By Emily Bell | Megan Swann

By

Emily Bell
Megan Swann
Smith and Cross Rum, Appleton Rum, Jackfruit Sorbet, Jackfruit Seed Orgeat, Jackfruit Tincture, and Mint
Smith and Cross Rum, Appleton Rum, Jackfruit Sorbet, Jackfruit Seed Orgeat, Jackfruit Tincture, and Mint

Randy Perez isn’t a bartender just flirting with the kitchen. He’s in a full-on, obsessive love affair. “When I was coming up at Broken Shaker three years ago, I was a day-time server,” he remembers. “We would talk about culinary techniques, like making different stocks, custards, roasting seeds, how to properly char veggies and fruits, fermenting, and pickling.” It wasn’t just a forced march through the kitchen. Perez paid attention. “Since I was brought up culinary, it just became part of my bartending. I don’t know any other way.”

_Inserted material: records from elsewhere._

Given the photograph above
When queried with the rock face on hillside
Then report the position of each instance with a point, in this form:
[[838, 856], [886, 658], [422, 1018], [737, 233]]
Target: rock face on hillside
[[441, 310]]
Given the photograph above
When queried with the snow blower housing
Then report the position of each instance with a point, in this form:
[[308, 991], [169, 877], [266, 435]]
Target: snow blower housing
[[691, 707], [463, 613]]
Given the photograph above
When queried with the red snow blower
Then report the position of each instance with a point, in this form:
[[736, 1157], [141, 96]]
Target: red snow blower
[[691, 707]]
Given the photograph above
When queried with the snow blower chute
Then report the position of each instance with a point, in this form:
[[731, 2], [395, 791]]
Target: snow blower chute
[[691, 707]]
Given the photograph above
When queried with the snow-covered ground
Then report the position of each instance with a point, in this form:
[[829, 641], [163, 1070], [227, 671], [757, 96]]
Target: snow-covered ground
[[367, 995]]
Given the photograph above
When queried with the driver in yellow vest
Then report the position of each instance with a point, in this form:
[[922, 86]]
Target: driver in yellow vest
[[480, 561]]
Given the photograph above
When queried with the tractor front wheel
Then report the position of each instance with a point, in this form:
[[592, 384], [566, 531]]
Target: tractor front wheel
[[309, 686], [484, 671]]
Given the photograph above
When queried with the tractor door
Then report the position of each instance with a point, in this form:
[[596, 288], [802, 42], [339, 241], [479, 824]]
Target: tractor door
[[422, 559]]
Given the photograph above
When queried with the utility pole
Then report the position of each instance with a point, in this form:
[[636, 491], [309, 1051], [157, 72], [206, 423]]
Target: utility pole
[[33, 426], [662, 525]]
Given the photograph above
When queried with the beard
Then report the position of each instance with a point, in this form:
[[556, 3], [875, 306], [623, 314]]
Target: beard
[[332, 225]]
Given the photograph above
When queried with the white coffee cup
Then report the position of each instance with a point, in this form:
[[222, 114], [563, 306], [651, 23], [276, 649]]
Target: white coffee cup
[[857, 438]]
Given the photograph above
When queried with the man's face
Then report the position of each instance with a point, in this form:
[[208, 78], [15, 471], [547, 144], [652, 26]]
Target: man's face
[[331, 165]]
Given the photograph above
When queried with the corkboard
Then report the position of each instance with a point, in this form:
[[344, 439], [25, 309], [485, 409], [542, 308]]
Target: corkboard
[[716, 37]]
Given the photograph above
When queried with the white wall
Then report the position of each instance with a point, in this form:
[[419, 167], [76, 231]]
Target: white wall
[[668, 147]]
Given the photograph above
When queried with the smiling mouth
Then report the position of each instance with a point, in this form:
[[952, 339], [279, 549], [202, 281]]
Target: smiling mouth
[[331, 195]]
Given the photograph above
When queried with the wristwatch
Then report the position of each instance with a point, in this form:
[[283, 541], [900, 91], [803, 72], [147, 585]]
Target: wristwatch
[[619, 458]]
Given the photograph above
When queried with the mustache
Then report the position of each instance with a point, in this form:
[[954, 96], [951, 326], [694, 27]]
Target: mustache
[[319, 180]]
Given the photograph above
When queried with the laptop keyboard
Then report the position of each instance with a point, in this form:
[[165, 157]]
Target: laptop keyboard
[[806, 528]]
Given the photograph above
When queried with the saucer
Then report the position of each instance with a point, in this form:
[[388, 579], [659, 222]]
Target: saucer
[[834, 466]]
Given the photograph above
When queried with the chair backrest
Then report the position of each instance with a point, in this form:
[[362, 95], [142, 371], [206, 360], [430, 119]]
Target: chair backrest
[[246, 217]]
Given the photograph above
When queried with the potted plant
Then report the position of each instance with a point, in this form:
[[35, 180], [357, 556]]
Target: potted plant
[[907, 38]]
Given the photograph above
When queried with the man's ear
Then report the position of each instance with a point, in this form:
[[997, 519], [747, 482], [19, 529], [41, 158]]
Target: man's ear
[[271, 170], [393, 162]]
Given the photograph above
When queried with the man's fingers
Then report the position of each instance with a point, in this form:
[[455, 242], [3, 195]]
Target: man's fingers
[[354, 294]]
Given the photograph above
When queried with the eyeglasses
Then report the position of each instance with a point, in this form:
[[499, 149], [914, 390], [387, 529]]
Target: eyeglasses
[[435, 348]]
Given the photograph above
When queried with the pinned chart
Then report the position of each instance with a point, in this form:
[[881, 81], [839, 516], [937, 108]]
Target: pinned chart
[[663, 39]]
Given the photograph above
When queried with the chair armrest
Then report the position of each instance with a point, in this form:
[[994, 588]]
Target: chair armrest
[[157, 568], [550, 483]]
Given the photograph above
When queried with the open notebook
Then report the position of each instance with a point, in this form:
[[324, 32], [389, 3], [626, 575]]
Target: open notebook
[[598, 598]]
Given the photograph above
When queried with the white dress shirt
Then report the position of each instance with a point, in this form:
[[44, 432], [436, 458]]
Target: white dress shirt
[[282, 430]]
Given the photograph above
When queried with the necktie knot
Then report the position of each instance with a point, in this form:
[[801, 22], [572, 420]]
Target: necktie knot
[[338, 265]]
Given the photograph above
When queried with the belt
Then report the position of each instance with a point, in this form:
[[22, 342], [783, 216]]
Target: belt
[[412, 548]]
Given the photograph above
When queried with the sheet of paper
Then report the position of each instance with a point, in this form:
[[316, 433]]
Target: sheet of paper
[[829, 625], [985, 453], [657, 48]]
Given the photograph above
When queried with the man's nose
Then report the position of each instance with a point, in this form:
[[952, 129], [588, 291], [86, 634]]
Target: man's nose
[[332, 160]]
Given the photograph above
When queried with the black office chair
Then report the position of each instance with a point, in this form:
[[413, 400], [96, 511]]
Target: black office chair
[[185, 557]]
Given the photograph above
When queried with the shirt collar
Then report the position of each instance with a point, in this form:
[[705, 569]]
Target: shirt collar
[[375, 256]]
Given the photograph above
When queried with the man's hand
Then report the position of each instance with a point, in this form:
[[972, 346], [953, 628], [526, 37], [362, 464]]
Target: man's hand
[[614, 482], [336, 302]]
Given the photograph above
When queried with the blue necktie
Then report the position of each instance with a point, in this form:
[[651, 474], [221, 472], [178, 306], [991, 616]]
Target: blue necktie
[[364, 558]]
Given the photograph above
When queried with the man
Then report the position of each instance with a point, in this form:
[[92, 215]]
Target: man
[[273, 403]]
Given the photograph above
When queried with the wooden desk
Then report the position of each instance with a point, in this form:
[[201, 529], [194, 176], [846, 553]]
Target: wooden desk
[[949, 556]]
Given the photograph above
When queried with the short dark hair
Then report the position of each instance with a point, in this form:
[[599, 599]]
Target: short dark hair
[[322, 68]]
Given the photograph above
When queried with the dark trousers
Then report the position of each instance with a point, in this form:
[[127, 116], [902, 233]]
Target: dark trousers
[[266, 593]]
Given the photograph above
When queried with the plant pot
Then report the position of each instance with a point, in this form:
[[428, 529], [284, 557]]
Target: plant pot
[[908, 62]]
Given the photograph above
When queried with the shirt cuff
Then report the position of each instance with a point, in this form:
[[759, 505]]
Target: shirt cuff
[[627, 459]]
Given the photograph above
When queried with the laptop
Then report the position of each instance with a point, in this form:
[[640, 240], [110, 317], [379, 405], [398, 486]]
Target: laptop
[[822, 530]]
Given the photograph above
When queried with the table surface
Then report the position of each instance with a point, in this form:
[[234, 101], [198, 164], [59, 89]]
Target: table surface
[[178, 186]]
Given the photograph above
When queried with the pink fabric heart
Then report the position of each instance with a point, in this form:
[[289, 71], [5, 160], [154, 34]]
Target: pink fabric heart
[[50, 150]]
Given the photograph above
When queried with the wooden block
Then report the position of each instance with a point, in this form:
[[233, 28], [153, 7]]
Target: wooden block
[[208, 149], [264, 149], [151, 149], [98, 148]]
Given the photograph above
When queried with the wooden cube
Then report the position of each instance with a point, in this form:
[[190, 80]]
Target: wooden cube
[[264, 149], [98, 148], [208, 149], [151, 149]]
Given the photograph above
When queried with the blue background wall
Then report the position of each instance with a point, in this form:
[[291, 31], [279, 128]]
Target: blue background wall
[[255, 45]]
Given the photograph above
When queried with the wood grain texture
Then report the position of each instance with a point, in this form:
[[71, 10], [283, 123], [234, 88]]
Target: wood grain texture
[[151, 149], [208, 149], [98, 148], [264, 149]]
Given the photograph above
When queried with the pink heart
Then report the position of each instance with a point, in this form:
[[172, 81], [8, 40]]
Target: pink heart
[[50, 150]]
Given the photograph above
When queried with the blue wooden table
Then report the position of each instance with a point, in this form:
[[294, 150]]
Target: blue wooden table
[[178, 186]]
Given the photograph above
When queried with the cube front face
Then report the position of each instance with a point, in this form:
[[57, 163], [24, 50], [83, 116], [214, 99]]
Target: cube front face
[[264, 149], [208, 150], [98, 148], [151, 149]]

Now helming his own bar program at 27, Perez has taken Broken Shaker’s culinary approach even further. “I do think it’s important for a bartender to search out and fi nd his own style,” he says. “You must stay true to yourself no matter what bar you work at.” The true Perez, a born and bred Miamian, works starfruit jam into refreshing gin cocktail. He ferments mamey sapote, and wreathes a martini variation in pickled hibiscus bark. It’s pure West Coast bartending that’s rooted squarely in tropical Dade County. 

The drink that best embodies Perez’s philosophy is his Never Waste a Thing, a jackfruit Mai Tai variation. “As we were cleaning up one night, I noticed myself about to toss out some of the leftover jackfruit and asked myself why,” says Perez. Instead chucking the leftovers, Perez took a culinary route.

He turned the fruit’s meat into a sorbet that sweetens the drink and punches up its viscosity. “Instead of throwing away the leftover skins and seeds, I thought the skin would make for a super-intense bitters and experimented. I was left with the seeds and remembered that they could be roasted and taste like chestnuts. Then it hit me: jackfruit seed orgeat!” That would already be an efficiency win. But Perez is exhaustively inventive. “I would say what inspired the‘nose-to-tail’ technique was the urge to create something beautiful and tasty, without using a trash can. I’ve made it a point not to waste a thing.”